Default is an empty list — pre-safelist behaviour. Skips are logged (Debug-level, per pattern, token length only — never the bytes) so the real false-positive rate is measurable on real workloads.

Startup safety check

gnoma classifies the current working directory before launch and refuses, warns, or allows based on tier:

Tier What Behavior
Refuse /, /etc, /sys, /proc, /usr, /var, /bin, /sbin, /boot, /root, /dev (and macOS equivalents /System, /Library, /private, /Applications) Refuses to start. Exit code 2.
Warn $HOME, ~/Desktop, ~/Downloads, ~/Documents, ~/.config, ~/.local, ~/.cache, /tmp Prints a warning banner and waits for y keypress to continue. Anything else (including piped EOF) aborts with exit 1.
OK Anywhere with a project marker (.gnoma/, go.mod, package.json, pyproject.toml, Cargo.toml, Makefile, Dockerfile, build.gradle, pom.xml) or inside a git repo No prompt.

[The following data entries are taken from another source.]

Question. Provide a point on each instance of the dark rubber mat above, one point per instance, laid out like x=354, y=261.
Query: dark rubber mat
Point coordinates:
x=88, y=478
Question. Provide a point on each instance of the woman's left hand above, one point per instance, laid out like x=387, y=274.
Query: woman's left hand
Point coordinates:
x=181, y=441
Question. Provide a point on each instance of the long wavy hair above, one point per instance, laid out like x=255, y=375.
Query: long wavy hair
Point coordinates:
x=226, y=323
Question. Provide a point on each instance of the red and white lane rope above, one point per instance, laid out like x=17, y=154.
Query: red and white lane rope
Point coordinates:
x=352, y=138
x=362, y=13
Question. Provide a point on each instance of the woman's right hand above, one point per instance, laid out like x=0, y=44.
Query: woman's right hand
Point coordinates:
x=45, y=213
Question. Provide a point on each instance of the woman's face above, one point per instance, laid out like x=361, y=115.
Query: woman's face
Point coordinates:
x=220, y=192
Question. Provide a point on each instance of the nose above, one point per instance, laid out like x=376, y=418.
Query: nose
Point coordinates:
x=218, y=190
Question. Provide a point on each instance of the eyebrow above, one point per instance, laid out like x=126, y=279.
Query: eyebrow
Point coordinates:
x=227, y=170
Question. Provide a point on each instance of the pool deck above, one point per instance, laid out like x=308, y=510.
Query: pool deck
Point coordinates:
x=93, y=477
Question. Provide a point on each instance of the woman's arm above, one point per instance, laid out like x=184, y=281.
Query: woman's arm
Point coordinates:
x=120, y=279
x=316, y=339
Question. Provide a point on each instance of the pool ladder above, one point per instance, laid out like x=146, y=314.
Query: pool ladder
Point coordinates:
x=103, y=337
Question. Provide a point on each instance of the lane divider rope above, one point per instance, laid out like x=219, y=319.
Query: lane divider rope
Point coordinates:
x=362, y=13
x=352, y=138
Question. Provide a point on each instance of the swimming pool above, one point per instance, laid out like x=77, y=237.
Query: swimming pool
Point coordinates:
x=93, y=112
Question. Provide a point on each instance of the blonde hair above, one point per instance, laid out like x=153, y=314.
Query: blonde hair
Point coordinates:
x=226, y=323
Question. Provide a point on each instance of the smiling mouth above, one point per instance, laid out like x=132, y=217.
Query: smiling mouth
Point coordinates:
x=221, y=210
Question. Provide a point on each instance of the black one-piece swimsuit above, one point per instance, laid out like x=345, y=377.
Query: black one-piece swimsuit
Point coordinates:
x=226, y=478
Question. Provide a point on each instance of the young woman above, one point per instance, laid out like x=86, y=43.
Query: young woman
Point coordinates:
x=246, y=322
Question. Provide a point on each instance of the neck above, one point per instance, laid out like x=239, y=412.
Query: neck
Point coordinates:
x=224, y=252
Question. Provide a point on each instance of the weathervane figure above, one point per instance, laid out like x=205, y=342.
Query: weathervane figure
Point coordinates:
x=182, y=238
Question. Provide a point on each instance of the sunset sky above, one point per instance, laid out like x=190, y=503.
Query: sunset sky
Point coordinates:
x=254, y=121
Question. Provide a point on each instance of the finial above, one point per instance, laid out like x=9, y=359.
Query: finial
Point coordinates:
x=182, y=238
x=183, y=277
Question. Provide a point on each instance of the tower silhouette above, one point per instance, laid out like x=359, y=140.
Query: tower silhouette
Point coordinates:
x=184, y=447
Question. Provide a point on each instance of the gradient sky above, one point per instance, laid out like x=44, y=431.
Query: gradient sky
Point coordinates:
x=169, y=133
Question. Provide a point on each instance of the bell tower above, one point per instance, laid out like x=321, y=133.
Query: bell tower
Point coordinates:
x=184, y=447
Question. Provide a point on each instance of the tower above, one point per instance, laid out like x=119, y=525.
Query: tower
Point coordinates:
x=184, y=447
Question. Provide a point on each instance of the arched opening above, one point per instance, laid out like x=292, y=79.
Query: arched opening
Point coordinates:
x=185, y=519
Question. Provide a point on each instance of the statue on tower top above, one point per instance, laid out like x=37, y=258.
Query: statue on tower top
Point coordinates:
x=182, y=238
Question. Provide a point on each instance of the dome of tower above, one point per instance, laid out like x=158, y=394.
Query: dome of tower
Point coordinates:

A project marker anywhere — including inside $HOME — promotes the directory to OK. The banner is shown for every tier and summarizes cwd, git branch, project type, provider, model, modes, and a top-level sensitive-file inventory (.env, SSH keys, *.pem, .ssh/, .aws/, etc.).

[safety]
refuse_in_system_dirs  = true   # default
warn_in_home           = true   # default
require_project_marker = false  # default — being inside a git repo is enough

Bypass all safety checks with --dangerously-allow-anywhere. Required for non-interactive invocations (piped stdin, CI) in warn-tier dirs, since there's no human present to consent.

Containers (/.dockerenv or /run/.containerenv present) automatically downgrade refuse-tier paths to warn-tier — devcontainers commonly run from / or /workspace.

Full design: docs/superpowers/plans/2026-05-23-startup-safety-banner.md.

Architecture references:


Development

make build          # ./bin/gnoma
make test           # unit tests
make test-integration  # //go:build integration — requires real API keys
make cover          # coverage.html
make lint           # golangci-lint
make check          # fmt + vet + lint + test

Architecture, conventions, and TDD workflow: CONTRIBUTING.md.


License

Apache License 2.0. See LICENSE and NOTICE.